The software engineer that publicly called out Twitter for its stifling, un-diverse leadership culture while leaving the company last year has a new job at Slack.

Last year, as Latin Post reported, a former managerial engineer at Twitter named Leslie Miley took to his Medium blog and publicly called out the struggling social media company for its lack of diversity shortly after quitting.

Taking Twitter to Task

In his essay, Miley took the top level leadership, especially in his department, to task for exhibiting what he described as "very little diversity in thought and almost no diversity in action," which he partly attributed as a reason for Twitter's nagging user-base growth problems.

"Any change would be approved by people who all think alike," wrote Miley, who had also worked at Apple, Google, and Yahoo.

On his experience at Twitter, he later added, "There were moments that caused me to question how and why a company whose product has been used as an agent of revolutionary social change did not reflect the diversity of thought, conversation, and people in its ranks."

A Symbolic Coup for Slack

Workplace communication media platform Slack, unlike Twitter or most average Silicon Valley companies for that matter, has gotten a lot of recognition for its standout efforts to grow diversity in its company from the very start.

According to Slack's most recent figures, as reported by Latin Post, women made up around 43 percent of the company's global workforce. That's about 14 percent higher than the industry average, and Slack's 8.9 percent of Black engineers working in the U.S. outpaces Silicon Valley as well.

But beyond the basic numbers, especially for a still-small startup, Slack has put a premium on fostering diversity in its company culture. That's according to the company's new director of engineering for Slack's growth team Leslie Miley.

Speaking with USA Today, Miley explained why he decided accept a job at Slack after his now-famous breakup with Twitter.

"The culture Slack is building here, the people they have and the things that they say are important to them really resonate with me as a human being, not just as an African American," said Miley. "Empathy and engineering -- when was the last time you heard those two words spoken in the same sentence?"

Cultures of Diversity Versus Exclusion

Slack still has much work to do regarding diversity in its workforce, something the company has admitted.

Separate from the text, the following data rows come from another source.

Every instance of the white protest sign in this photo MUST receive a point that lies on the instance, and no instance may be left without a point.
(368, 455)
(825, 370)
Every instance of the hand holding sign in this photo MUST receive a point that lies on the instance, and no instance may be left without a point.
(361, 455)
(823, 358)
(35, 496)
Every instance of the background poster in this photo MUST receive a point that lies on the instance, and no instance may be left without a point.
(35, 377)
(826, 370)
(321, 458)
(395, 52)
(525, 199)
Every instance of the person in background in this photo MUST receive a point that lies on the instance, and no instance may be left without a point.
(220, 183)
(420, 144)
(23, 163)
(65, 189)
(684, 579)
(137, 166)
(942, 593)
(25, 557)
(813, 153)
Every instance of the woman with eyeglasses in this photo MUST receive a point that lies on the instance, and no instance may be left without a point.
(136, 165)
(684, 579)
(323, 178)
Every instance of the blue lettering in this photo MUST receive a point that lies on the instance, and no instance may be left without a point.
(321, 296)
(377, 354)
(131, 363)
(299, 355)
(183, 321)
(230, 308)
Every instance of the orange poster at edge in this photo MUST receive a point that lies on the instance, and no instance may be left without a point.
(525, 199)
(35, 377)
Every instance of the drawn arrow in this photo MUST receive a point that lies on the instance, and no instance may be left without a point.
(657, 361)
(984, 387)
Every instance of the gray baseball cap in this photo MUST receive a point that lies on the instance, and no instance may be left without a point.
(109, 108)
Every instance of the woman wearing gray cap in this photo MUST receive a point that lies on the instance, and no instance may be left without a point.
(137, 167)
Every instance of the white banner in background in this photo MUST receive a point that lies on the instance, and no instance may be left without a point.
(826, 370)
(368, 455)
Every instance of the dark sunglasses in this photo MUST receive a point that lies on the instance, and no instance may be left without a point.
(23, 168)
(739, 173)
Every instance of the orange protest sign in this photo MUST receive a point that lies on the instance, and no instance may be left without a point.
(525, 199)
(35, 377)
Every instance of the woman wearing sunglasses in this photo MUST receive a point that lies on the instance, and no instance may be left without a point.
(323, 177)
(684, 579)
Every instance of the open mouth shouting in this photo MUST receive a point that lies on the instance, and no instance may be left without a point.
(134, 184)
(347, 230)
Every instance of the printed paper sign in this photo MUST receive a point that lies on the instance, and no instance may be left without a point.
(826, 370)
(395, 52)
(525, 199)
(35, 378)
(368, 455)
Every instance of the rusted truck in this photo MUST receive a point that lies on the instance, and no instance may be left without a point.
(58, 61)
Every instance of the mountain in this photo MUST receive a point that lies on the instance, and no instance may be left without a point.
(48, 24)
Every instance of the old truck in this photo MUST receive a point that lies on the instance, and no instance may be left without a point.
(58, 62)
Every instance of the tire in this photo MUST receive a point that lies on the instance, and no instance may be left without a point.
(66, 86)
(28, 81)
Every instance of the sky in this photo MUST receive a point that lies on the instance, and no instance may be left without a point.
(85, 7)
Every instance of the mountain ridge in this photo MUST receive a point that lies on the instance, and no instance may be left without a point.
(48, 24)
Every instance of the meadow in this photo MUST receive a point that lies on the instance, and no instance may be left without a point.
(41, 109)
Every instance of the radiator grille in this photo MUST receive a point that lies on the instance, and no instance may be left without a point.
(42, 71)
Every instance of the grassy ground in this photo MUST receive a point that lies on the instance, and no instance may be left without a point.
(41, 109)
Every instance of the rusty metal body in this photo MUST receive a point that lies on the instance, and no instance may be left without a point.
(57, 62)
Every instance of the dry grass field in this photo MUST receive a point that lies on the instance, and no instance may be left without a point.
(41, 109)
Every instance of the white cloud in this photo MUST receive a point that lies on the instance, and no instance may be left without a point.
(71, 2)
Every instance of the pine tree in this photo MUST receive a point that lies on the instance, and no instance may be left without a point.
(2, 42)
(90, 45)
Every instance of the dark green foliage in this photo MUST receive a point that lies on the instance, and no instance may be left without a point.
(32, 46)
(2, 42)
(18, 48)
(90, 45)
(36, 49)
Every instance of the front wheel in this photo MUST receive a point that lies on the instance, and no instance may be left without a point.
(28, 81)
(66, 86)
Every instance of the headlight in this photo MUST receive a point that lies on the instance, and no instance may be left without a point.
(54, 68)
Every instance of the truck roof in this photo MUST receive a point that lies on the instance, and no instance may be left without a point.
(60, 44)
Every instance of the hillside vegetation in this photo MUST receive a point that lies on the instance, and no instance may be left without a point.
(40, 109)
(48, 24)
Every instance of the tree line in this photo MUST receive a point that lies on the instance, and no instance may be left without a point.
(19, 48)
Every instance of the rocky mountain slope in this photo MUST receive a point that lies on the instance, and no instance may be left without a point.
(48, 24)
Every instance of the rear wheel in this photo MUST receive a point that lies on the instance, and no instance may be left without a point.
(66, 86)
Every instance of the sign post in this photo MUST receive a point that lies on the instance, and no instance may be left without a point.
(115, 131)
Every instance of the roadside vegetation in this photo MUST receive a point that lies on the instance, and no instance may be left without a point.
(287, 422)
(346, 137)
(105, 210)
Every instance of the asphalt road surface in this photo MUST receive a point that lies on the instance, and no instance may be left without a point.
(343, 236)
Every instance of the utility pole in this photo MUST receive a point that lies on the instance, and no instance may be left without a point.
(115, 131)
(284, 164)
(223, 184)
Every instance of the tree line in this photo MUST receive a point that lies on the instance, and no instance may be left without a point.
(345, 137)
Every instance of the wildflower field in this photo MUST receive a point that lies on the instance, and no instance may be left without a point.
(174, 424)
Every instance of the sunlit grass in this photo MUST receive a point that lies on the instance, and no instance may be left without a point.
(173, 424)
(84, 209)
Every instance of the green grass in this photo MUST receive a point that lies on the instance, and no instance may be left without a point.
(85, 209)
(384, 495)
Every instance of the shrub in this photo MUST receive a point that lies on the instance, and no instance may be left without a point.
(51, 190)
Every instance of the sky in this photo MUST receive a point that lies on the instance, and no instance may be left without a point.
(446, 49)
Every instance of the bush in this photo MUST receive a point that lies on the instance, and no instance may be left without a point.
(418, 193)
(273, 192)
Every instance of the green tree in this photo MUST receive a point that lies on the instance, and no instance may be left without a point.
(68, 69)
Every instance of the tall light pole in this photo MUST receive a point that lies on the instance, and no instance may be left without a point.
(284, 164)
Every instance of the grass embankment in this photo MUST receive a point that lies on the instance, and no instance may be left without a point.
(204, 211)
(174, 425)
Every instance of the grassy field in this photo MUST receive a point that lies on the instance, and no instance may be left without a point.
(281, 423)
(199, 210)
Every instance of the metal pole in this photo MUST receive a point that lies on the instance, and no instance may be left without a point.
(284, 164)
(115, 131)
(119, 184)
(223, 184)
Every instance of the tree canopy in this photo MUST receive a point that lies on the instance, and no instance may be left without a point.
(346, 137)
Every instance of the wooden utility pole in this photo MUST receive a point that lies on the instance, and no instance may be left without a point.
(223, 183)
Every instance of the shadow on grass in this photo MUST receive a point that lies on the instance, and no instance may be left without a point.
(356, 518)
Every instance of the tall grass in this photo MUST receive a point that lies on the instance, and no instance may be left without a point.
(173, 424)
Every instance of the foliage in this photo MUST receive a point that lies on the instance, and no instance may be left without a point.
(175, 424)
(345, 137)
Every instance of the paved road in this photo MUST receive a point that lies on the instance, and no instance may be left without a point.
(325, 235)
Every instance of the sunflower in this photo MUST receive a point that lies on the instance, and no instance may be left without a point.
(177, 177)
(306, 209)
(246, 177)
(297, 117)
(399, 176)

For example, Slack still has no diversity in its major leadership roles at the top, and it has severely lagged behind in including Latino among its workforce. Only 5.3 percent of Slack's overall U.S. workforce was Latino as of February 2016, and only 4.1 percent of Slack's global employee base of around 350 people was Latino.

But Slack's advantage is its relatively small size, and its intention to grow into diversity as the company expands. "Because we are still small as companies go, every person we hire and every person who leaves can make a dramatic difference to our diversity data," stated the company in its latest diversity report.

For Miley, Slack has another inherent advantage, being founded in Vancouver, Canada instead of Silicon Valley (though the company's headquarters is now in San Francisco), which he says has become such an exclusive culture that it is "inherently hostile to diversity."

"There are tech ecosystems being developed in other areas that don't seem to have the ingrained bias and exclusivity that Silicon Valley has," remarked Miley on Slack and the new technology culture it seems to represent. "Perhaps they can be a model."